Risk-hedge and reserves diversification demand look set to persist. In our view, the most recent rally in gold has been driven by growing expectations of a Donald Trump win in the imminent US presidential race, in particular to trade tariffs, a higher US fiscal deficit, potentially slower GDP growth and higher inflation. Data from the World Gold Council shows that total demand has grown 5% year-on-year, with the quarterly total value exceeding USD 100 billion for the first time. Demand also appears to be broadening out: even as Asian central bank demand remains resilient, 3Q24 was the first quarter since 1Q22 that saw positive inflows from North American-based ETFs, as the Federal Reserve embarked on its rate-cutting cycle. With US election uncertainty on the horizon and two geopolitical hot-spots still simmering, we continue to recommend gold's hedging qualities from a portfolio perspective, with an allocation of 5% in a diversified USD-denominated portfolio. We expect the price of gold to rise to USD 2,900/oz around September 2025.

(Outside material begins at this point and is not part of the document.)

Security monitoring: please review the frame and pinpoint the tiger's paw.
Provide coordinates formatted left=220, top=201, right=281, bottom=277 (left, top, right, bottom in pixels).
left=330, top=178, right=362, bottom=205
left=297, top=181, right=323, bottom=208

Silver to benefit from spillover demand. Historically, the price of silver has demonstrated a high correlation with the price of gold. Since July 2020, the gold-silver price ratio has been largely constrained within a 75-90 range; this is especially salient from 4Q22 as both silver and gold prices rose around 70% during that time. While gold will likely remain the main vehicle for hedging risk, silver as another precious metal is likely to benefit as well. But in addition to that, silver also benefits to a greater degree than gold from resilient economic growth and growing industrial demand, something that might be useful for positioning portfolios to take advantage of the robust global economy, while maintaining a degree of insulation against event risks in the coming months.

Stronger industrial demand for silver. Recent data points out of the US have pointed to a greater likelihood of a “no landing” scenario—benign GDP growth with inflation close to the Fed’s target and growth at/above trend—rather than a “soft landing”. Additionally, we expect lower rates—not least of all in China—to kickstart a modest recovery in global manufacturing, which adds to silver’s industrial demand potential. Silver is heavily used by the tech and electric vehicle sectors as well as for the production of LEDs and solar panels due to its conductivity. Silver’s anti-bacterial properties also makes it well used for medical devices. This is also likely to see additional demand for physically-backed ETFs, with holdings already rising from 684mn oz in May to around 741mn oz in October. On the supply side, mining output should remain constrained in 2025.

We thus expect prices to reach USD 36-38/oz in 2025, and advise investors to stay long the metal or use it for yield pickup opportunities. Last week’s fall in the silver price makes it a 6.2% consolidation from the late-October high of USD 34.83. Additionally, it has seen the gold-silver price ratio rise from a recent low of just under 79 to around 84. Over the next 12 months, we expect this ratio to decline to the mid-70s, which implies an outperformance versus gold. We therefore advise investors to stay long on silver and/or use it for yield pickup opportunities.